A lista atual inclui: covid-19, febre hemorrágica da Crimeia-Congo, doença pelo vírus ebola e doença pelo vírus Marburg, febre de Lassa, síndrome respiratória do Oriente Médio (MERS) e SARS, vírus Nipah e doenças henipavirais, febre do Vale do Rift, zika e Doença X.

Permafrost

O permafrost, solo que já foi repleto de vida animal, oferece as condições perfeitas para a preservação da matéria orgânica: é natural, escuro, desprovido de oxigênio e permite muito pouca atividade química. Na Sibéria, pode atingir até um quilómetro de profundidade — o único lugar no mundo onde o permafrost desce tão longe – e cobre cerca de dois terços do território russo. Descobriu-se que apenas um grama abriga milhares de espécies de micróbios adormecidos, de acordo com um artigo publicado na revista Nature em 2021.

Alguns cientistas também temem a exploração da região aumentando a possibilidade de interação humana com um antigo agente patogênico que poderia ser prejudicial à saúde. Segundo Claverie, “caçar a próxima grande ameaça para a humanidade poderia inadvertidamente propagar o perigo”.
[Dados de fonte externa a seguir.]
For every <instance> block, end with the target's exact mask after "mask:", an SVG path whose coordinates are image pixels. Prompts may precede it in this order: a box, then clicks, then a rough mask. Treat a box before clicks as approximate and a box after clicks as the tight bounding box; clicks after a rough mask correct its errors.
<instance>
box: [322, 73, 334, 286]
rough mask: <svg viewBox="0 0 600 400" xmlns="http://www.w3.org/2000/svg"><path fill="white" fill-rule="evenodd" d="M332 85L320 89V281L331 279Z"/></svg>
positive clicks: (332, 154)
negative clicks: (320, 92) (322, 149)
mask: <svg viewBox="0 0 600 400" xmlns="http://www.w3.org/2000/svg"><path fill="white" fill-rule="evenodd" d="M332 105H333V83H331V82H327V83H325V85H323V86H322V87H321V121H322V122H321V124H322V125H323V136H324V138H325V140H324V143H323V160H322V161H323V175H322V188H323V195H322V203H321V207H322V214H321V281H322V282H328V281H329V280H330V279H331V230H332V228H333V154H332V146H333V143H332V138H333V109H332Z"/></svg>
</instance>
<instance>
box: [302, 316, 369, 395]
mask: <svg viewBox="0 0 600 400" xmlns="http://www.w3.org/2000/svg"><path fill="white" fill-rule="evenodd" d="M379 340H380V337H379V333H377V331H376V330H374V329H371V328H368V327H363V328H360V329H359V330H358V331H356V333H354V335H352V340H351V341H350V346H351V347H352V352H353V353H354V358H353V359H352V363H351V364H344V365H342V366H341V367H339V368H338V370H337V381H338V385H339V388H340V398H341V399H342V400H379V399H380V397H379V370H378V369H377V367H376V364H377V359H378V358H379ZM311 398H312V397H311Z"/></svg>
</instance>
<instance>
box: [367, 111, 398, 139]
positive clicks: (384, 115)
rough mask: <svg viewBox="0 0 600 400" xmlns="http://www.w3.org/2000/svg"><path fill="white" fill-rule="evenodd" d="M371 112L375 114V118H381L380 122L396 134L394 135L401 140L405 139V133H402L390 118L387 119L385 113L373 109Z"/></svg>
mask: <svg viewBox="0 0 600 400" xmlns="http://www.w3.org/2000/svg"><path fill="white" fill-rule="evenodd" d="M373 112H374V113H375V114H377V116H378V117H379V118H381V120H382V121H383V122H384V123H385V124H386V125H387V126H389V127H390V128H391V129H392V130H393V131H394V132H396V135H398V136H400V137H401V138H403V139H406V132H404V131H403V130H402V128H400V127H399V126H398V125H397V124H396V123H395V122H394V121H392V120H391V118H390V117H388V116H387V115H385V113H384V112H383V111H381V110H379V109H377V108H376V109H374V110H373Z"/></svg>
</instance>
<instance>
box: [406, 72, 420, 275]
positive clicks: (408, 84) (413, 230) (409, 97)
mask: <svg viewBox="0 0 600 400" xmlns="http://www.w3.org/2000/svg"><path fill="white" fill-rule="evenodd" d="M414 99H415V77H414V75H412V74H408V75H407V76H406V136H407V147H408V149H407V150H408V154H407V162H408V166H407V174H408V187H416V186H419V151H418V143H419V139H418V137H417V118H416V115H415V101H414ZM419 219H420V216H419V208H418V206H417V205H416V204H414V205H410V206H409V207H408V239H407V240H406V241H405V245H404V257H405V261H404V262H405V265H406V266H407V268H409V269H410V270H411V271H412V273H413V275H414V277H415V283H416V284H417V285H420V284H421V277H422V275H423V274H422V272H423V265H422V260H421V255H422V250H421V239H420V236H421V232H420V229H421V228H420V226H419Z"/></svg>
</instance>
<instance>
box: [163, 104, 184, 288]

As grandes organizações também estão a acordar para este risco. No início deste mês, a Agência dos Estados Unidos para o Desenvolvimento Internacional abandonou o seu projeto de 125 milhões de dólares para caçar vírus no Sudeste Asiático, África e América Latina que poderiam potencialmente infectar seres humanos, devido a preocupações de que a própria investigação pudesse desencadear uma pandemia.